The sea route from India to Europe around the Cape of Good Hope in southern Africa was dangerous and took up to six months. During this period, the old ships exposed the green coffee beans to the harsh sea climate. There was a change in taste and the beans had a strange yellow tinge at the end of the journey. Coffee connoisseurs from Holland appreciated this special aroma. However, after the opening of the Suez Canal and the motorization of shipping shortened the transport times, the beans arrived fresh in Holland. People, however, had become used to the “washed-out” coffee! Therefore, today the plantation owners of India produce the Monsoon Coffee again artificially. Our GANDHI PUR is an example of this type of coffee.

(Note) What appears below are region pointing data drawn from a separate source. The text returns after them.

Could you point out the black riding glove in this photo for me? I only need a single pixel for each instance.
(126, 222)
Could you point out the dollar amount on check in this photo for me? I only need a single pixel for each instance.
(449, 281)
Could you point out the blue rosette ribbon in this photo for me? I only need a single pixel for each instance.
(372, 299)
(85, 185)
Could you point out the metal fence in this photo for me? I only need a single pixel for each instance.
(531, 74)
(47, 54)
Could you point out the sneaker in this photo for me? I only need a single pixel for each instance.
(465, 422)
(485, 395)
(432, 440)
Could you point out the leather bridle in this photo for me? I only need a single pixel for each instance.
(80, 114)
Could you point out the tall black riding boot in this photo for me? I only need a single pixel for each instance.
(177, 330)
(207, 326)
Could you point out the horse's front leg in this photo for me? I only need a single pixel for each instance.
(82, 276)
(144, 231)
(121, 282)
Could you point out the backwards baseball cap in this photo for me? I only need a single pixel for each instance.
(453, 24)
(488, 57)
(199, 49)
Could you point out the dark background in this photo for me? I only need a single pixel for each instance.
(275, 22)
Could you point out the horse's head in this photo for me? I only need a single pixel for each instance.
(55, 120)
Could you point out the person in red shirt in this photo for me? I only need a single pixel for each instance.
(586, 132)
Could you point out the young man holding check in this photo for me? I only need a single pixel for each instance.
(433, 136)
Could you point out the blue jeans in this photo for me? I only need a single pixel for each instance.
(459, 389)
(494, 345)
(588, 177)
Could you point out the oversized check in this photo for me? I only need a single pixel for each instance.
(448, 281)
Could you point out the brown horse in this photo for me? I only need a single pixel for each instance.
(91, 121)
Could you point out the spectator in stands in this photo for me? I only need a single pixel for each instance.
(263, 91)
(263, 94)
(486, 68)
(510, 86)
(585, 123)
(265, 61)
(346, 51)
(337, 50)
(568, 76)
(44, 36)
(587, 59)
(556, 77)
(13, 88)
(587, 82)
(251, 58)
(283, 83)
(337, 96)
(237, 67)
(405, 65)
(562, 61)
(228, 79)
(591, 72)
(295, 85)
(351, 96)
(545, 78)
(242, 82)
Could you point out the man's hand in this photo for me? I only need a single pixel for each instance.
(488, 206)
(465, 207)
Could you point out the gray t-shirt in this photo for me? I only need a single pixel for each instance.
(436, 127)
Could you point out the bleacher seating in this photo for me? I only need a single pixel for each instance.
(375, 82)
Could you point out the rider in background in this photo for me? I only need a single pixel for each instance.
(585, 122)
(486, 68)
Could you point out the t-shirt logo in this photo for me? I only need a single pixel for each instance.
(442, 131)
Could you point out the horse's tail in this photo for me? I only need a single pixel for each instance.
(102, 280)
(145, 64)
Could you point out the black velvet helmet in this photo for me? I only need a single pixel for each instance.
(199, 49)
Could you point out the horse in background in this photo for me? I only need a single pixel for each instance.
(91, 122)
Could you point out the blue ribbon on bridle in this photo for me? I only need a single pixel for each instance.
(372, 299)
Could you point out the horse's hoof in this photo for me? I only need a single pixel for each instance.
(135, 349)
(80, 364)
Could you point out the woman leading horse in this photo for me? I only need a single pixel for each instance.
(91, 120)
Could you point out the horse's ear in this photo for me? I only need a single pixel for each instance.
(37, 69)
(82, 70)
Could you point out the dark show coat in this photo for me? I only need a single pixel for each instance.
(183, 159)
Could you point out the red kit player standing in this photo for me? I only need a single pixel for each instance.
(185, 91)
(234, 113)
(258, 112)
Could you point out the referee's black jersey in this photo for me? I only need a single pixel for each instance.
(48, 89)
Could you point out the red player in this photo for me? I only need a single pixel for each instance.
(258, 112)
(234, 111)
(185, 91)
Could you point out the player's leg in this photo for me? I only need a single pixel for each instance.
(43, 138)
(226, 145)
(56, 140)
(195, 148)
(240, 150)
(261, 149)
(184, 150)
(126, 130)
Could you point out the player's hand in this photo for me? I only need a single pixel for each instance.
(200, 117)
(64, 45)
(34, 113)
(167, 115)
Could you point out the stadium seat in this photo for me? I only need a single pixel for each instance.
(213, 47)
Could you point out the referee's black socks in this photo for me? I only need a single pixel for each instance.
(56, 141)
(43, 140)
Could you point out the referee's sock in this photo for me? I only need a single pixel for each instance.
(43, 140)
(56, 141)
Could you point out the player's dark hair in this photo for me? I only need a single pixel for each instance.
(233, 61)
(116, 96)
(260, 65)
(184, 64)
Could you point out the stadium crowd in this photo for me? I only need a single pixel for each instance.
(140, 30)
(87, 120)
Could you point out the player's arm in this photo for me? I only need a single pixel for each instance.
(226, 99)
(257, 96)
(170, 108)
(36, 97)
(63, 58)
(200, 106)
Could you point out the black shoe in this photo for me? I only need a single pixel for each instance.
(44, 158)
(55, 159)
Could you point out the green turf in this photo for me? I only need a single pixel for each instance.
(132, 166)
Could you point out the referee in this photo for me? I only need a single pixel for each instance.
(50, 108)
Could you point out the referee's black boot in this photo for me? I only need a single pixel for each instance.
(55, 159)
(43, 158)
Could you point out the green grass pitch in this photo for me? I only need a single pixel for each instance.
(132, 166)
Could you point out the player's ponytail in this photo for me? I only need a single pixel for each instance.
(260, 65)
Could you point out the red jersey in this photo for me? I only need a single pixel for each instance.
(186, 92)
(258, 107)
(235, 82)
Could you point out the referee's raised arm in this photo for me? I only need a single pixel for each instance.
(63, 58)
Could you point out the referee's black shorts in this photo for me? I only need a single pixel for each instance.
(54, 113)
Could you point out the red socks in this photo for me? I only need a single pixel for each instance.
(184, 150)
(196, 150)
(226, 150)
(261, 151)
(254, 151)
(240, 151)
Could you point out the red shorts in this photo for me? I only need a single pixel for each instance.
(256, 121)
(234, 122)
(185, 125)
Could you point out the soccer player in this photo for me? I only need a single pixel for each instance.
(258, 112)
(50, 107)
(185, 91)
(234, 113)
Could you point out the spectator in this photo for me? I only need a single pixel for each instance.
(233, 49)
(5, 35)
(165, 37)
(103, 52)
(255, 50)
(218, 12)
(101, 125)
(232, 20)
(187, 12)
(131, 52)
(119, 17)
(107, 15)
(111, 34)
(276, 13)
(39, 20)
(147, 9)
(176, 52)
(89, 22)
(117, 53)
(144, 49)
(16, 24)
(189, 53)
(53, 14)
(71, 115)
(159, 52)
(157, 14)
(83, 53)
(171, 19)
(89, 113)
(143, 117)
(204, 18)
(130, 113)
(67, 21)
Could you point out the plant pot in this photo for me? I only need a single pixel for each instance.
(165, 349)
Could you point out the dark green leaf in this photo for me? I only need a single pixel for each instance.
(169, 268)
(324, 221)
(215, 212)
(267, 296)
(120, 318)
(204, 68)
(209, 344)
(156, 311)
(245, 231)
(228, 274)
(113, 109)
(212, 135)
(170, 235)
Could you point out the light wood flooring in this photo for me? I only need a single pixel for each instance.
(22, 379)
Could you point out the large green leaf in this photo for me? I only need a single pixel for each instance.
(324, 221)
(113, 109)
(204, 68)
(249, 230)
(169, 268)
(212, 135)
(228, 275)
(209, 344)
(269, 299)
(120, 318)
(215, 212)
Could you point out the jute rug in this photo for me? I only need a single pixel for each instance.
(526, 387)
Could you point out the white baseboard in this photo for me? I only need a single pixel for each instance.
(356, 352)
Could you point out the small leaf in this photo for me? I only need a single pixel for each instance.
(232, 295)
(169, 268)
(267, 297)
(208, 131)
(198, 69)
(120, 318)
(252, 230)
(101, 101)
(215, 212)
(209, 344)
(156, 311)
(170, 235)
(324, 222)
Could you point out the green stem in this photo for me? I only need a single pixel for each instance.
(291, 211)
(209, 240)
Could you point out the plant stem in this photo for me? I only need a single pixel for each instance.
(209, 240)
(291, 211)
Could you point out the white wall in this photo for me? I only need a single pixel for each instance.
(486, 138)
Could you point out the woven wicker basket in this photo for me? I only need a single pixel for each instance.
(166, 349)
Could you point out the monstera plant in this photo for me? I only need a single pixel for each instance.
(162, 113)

The traditional method of “monsooning” takes place in Malabar, on the west coast of India, with a humid, monsoon climate. At the beginning of the monsoon period in May, the husked and sorted coffee beans, spread on well-ventilated floors, dry in small dry houses in a 10-centimeter layer to expose them to high humidity and continuous south-west monsoon winds. In this hot, damp climate, the moisture content of the beans increases, so they swell. The green coffee loses its fresh appearance while the color of the coffee bean changes from blue-green to gold-yellow. In this phase it is important to regularly move and ventilate the beans to avoid mold fungus. This weathering process lasts about 8 to 10 weeks. The finished monsoon coffee is then inspected again to sort out faulty beans and then sorted by size, ready for export.
GANDHI PUR has an unmistakable taste of sweetness and milk chocolate and is a very mild coffee, with no acidity but full flavor. Mahatma Gandhi says hello!